Before his arrest by the Dijon Judicial Police, Mura had been held in a psychiatric hospital near Chalon-sur-Saône. At the request of a close relative and on medical advice, he had been detained under mental health legislation at a hospital in Sevrey by way of a decree from the prefect of the département. In December 1986, Mura, then a 19-year-old metalworker from the nearby town of Le Creusot, was already a father to a young daughter. He spent most of his time loitering around an impoverished block of flats called Les Charmilles, near the council estate where Maillery lived. As a teenager, Mura had taken part in burglaries from basements of properties on the estate. He was also known to take drugs and drink a lot of alcohol. Mura was sentenced to 20 years' imprisonment by the Court of Assizes in Chalon-sur-Saône.

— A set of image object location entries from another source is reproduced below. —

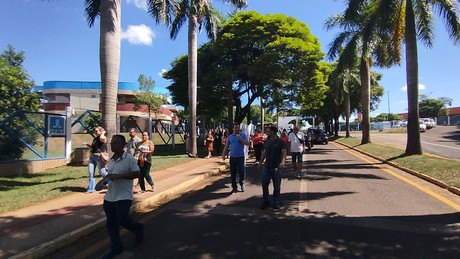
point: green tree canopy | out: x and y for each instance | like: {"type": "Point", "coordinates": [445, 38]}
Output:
{"type": "Point", "coordinates": [431, 108]}
{"type": "Point", "coordinates": [271, 56]}
{"type": "Point", "coordinates": [16, 91]}
{"type": "Point", "coordinates": [16, 87]}
{"type": "Point", "coordinates": [146, 96]}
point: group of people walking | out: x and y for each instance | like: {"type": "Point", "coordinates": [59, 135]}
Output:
{"type": "Point", "coordinates": [271, 150]}
{"type": "Point", "coordinates": [140, 148]}
{"type": "Point", "coordinates": [132, 159]}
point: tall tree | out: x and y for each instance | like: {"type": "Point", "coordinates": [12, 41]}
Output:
{"type": "Point", "coordinates": [109, 12]}
{"type": "Point", "coordinates": [199, 13]}
{"type": "Point", "coordinates": [251, 44]}
{"type": "Point", "coordinates": [407, 21]}
{"type": "Point", "coordinates": [359, 38]}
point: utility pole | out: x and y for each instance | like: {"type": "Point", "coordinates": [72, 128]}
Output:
{"type": "Point", "coordinates": [388, 117]}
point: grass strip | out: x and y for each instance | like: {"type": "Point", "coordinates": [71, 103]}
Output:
{"type": "Point", "coordinates": [22, 191]}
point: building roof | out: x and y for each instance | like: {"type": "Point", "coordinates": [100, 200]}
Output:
{"type": "Point", "coordinates": [82, 85]}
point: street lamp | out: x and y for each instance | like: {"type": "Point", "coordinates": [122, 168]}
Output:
{"type": "Point", "coordinates": [388, 117]}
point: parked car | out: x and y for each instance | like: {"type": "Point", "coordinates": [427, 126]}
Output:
{"type": "Point", "coordinates": [429, 123]}
{"type": "Point", "coordinates": [422, 125]}
{"type": "Point", "coordinates": [320, 136]}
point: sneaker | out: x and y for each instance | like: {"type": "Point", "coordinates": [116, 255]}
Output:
{"type": "Point", "coordinates": [265, 205]}
{"type": "Point", "coordinates": [140, 234]}
{"type": "Point", "coordinates": [112, 252]}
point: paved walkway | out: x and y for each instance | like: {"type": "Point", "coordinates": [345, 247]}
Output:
{"type": "Point", "coordinates": [38, 230]}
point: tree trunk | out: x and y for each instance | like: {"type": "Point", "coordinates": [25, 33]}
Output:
{"type": "Point", "coordinates": [413, 146]}
{"type": "Point", "coordinates": [336, 126]}
{"type": "Point", "coordinates": [364, 71]}
{"type": "Point", "coordinates": [230, 103]}
{"type": "Point", "coordinates": [192, 81]}
{"type": "Point", "coordinates": [347, 112]}
{"type": "Point", "coordinates": [109, 56]}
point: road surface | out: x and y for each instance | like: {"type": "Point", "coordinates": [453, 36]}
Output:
{"type": "Point", "coordinates": [344, 206]}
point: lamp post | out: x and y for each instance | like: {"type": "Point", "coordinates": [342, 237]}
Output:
{"type": "Point", "coordinates": [388, 117]}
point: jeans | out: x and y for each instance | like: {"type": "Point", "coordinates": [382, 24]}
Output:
{"type": "Point", "coordinates": [145, 174]}
{"type": "Point", "coordinates": [117, 214]}
{"type": "Point", "coordinates": [275, 175]}
{"type": "Point", "coordinates": [95, 161]}
{"type": "Point", "coordinates": [258, 150]}
{"type": "Point", "coordinates": [237, 165]}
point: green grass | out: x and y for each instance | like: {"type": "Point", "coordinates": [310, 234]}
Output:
{"type": "Point", "coordinates": [445, 170]}
{"type": "Point", "coordinates": [22, 191]}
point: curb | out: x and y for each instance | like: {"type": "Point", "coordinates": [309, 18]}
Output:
{"type": "Point", "coordinates": [425, 177]}
{"type": "Point", "coordinates": [161, 198]}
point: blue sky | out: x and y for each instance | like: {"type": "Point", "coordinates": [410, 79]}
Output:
{"type": "Point", "coordinates": [59, 45]}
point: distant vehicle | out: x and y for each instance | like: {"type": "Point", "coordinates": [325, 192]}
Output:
{"type": "Point", "coordinates": [433, 122]}
{"type": "Point", "coordinates": [320, 137]}
{"type": "Point", "coordinates": [422, 125]}
{"type": "Point", "coordinates": [428, 122]}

He appealed the sentence to the Court of Appeal in Dijon, but this court agreed with the original sentence handed down, despite believing that Mura was showing early stages of schizophrenia when he committed the murder.

=== Pascal Jardin: Christelle Blétry ===

In 2001, Marie-Rose and Gilles Blétry travelled to Paris and met with legal investigator Corinne Herrmann, who agreed to take their case as an advocate. It turned out that Blétry's clothes had not been tested for DNA. At first authorities denied the family’s request for testing, saying it was too expensive, and insisting no sexual assault had occurred because Christelle was found fully dressed.

Years laters, a new judge accepted Herrmann's request. In 2014, a DNA from semen found on the victim matched a police database sample, and it belonged to then 54-year-old Pascal Jardin.

Jardin was sentenced on February 2, 2017 to 20 years imprisonment for the rape and murder of Christelle Blétry, and the sentence was upheld on appeal.